Getting started in your Grafana workspace console - Amazon Managed Grafana

Getting started in your Grafana workspace console

This section provides a high-level look at the Grafana console inside an Amazon Managed Grafana workspace. It’s a good place to learn how to use the Grafana console.

What is Grafana?

Grafana is open source visualization and analytics software. You can use it to query, visualize, alert on, and explore your metrics no matter where they are stored.

For example, if you want to view the metric, log, and trace data for your application, you might create a dashboard. If you are the administrator for a corporation and you manage Grafana for multiple teams, you might need to set up provisioning and authentication.

The following sections provide an overview of things you can do with your Grafana database and links so that you can learn more.

Explore metrics and logs

Explore your data through one-time, or ad hoc, queries and dynamically drilling down. You can split the view and compare different time ranges, queries, and data sources side by side.

For more information, see Explore.

Alerts

If you’re using Grafana alerting, alerts can be sent through different alert notifiers, including the following:

  • Amazon SNS

  • PagerDuty

  • VictorOps

  • OpsGenie

  • Slack

For more information, see Grafana alerting.

Annotations

Annotate graphs with rich events from different data sources. Pause on events to see the full event metadata and tags.

This feature, which shows up as a graph marker in Grafana, is useful for correlating data in case something goes wrong. You can create the annotations manually by pressing Ctrl while you choose a graph and then entering some text. Or you can fetch data from any data source.

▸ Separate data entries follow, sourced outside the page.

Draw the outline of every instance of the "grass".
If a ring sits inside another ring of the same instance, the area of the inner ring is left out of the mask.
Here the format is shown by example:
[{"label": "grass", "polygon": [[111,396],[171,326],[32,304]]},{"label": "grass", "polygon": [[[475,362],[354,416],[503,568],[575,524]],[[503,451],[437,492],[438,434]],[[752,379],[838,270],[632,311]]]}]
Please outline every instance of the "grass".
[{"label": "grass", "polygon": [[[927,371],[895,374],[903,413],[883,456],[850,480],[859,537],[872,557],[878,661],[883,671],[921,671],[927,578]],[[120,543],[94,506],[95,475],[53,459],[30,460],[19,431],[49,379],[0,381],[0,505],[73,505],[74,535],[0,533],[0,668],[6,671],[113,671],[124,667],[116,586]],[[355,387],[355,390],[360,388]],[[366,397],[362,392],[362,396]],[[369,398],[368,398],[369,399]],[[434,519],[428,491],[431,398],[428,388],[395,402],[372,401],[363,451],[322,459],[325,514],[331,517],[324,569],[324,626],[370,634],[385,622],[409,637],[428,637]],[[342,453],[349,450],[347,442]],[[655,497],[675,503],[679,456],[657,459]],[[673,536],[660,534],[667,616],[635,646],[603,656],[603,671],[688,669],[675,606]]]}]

For more information, see Annotations.

Dashboard variables

Use template variables to create dashboards that can be reused for many different use cases. With these templates, values aren’t hardcoded. This means that you can use a dashboard for multiple servers. For example, if you have a production server and a test server, you can use the same dashboard for both.

Templating helps you drill down into your data. For example, you can drill down from all data to North America data, down to Texas data, and beyond. You can also share these dashboards across teams within your organization. If you create a great dashboard template for a popular data source, you can also contribute it to the whole community to customize and use.

For more information, see Templates and variables.

Creating a dashboard

Follow these steps to create a dashboard in the Grafana console.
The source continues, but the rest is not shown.